Durante o encontro no Palácio dos Bandeirantes, os participantes relataram que a experiência permitiu comparar realidades entre as redes de ensino, ampliar perspectivas e reconhecer que a busca pelo constante aprimoramento alinha as práticas da rede paulista às tendências globais.
A diretora de Formação de Lideranças da Efape (Escola de Formação e Aperfeiçoamento dos Profissionais da Educação do Estado de São Paulo), Simone Cristina de Castro Wojcicki, diz que o impacto do programa vai além da bagagem de conhecimento: “Quando o gestor cresce e se engrandece de aprendizado, o maior impacto é na escola. E quando a escola cresce, quem ganha é o estudante. Por isso, atuar na gestão da liderança é tão importante.”
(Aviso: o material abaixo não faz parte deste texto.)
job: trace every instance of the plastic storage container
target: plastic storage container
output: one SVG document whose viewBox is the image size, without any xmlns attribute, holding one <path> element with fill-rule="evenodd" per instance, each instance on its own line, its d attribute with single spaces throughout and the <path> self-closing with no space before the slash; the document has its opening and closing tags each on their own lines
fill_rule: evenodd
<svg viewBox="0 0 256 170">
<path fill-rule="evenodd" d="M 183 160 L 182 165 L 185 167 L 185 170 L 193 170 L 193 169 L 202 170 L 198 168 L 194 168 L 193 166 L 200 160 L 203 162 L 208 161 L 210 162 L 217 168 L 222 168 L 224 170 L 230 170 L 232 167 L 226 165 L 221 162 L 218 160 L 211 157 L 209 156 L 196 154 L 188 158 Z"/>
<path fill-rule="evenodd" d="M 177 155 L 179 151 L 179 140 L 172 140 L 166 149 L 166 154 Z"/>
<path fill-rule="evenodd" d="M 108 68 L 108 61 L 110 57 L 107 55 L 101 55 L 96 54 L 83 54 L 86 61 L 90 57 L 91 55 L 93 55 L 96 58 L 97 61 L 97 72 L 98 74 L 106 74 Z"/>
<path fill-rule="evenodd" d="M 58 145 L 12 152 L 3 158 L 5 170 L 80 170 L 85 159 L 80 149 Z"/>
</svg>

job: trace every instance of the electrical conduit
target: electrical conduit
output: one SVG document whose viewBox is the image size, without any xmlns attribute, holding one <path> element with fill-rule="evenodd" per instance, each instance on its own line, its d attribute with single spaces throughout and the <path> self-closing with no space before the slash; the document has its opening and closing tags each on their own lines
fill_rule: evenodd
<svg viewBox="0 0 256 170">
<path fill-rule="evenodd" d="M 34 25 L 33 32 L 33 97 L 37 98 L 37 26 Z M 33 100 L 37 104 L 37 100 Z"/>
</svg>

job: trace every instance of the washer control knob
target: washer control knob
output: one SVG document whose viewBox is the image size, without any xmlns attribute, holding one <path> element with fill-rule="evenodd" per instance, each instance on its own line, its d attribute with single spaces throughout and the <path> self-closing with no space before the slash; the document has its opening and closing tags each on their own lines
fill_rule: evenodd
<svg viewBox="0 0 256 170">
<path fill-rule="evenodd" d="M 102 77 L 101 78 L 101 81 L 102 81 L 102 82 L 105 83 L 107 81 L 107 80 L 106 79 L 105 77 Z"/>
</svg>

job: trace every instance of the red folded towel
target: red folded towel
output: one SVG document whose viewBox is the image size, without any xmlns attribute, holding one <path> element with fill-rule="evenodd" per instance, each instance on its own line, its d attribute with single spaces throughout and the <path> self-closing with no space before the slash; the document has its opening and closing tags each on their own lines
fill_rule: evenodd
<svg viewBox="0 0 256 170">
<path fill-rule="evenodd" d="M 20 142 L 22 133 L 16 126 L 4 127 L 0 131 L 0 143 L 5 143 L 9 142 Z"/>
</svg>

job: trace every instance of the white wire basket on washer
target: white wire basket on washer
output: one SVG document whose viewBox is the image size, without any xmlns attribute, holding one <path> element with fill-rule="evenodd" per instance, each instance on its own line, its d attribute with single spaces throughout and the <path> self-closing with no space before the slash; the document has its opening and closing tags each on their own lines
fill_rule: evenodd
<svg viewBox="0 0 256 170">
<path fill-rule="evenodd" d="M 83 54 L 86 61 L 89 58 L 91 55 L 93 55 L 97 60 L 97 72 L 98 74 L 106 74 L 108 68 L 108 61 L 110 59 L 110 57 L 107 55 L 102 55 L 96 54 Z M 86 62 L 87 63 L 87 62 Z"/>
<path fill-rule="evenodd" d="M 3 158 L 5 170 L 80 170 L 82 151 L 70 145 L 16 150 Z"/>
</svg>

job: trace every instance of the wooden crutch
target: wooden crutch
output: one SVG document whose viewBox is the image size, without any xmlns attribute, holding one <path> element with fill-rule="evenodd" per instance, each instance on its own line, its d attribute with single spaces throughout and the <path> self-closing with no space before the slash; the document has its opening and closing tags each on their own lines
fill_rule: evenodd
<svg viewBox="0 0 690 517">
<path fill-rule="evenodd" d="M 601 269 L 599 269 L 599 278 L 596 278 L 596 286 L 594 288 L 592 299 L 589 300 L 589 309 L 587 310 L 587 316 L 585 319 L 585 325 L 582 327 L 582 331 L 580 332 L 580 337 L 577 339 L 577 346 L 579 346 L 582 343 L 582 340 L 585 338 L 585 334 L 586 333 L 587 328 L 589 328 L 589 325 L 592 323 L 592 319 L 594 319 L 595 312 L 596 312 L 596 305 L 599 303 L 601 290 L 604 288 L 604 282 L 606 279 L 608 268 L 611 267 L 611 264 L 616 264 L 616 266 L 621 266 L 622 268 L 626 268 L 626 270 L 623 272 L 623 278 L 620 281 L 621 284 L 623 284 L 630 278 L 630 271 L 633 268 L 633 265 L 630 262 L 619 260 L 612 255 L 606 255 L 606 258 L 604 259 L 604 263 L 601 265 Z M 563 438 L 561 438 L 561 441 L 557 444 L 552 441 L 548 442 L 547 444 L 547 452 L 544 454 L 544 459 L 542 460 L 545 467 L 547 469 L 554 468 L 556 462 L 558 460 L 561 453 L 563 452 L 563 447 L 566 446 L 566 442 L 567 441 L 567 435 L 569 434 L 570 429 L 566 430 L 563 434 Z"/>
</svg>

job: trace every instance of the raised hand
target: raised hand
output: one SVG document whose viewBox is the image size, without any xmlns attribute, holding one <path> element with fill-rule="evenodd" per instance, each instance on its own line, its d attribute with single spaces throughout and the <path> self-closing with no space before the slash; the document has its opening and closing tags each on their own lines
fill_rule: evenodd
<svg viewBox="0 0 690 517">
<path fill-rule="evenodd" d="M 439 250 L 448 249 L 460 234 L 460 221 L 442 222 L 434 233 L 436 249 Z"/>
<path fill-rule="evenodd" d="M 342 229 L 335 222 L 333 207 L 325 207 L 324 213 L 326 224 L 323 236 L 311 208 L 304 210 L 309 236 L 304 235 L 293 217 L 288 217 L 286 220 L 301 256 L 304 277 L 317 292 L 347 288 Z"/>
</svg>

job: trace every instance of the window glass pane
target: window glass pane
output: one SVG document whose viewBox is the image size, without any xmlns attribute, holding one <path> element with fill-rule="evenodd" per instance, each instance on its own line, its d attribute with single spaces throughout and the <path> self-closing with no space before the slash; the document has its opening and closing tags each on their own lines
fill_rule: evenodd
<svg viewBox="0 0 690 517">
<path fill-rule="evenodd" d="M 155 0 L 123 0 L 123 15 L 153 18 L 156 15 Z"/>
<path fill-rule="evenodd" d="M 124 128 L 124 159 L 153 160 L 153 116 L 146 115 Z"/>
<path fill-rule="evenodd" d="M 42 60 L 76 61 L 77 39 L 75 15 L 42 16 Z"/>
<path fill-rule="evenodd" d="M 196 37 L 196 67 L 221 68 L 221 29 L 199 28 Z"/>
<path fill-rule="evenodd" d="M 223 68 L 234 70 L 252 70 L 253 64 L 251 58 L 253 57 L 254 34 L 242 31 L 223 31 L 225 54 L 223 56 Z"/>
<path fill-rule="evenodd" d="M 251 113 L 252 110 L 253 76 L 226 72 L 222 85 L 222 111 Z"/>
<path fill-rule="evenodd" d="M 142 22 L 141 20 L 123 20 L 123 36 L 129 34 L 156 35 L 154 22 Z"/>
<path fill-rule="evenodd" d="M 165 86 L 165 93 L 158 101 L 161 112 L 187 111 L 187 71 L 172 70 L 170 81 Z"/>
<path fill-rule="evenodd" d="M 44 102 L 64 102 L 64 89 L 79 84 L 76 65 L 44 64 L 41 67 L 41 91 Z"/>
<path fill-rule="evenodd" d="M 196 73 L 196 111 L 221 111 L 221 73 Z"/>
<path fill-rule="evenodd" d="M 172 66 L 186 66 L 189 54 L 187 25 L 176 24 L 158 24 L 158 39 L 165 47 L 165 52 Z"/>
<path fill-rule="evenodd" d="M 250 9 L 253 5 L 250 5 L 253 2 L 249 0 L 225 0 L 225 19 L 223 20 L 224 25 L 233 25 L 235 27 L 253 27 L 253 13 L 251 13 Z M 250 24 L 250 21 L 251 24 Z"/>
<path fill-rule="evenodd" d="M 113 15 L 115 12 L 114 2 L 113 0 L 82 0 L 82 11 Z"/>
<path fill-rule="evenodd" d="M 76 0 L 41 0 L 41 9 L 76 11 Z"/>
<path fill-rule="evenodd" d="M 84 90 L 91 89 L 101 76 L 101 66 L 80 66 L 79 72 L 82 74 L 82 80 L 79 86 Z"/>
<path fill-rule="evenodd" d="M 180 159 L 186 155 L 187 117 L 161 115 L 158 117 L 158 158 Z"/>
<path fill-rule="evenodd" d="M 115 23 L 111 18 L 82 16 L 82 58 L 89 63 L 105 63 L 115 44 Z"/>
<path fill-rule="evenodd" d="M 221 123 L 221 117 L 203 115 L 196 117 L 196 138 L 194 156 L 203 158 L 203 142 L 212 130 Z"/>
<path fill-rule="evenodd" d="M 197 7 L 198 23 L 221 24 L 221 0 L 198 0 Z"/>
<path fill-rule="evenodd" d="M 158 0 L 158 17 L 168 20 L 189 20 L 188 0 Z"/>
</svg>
Para Simone, a inovação não acontece apenas nas transformações, mas também aperfeiçoando práticas já existentes com intencionalidade e visão estratégica: “Sempre podemos ter um olhar diferente e oferecer o melhor, atuando no cuidado com as pessoas e na clareza do propósito”, afirmou.
O Programa Escola de Gestão integra uma política pública estruturada, que em seu primeiro ano já impactou cerca de 15 mil gestores e profissionais da educação em todo o Estado de São Paulo, distribuídos pelas 91 Unidades Regionais de Ensino.
O programa é composto por 10 módulos formativos, totalizando aproximadamente 120 horas de formação técnica especializada. A etapa internacional representa o ápice dessa jornada, na ampliação do conhecimento através da experiência e vivência diferenciada proporcionada pelo contato direto com práticas educacionais internacionais na Espanha.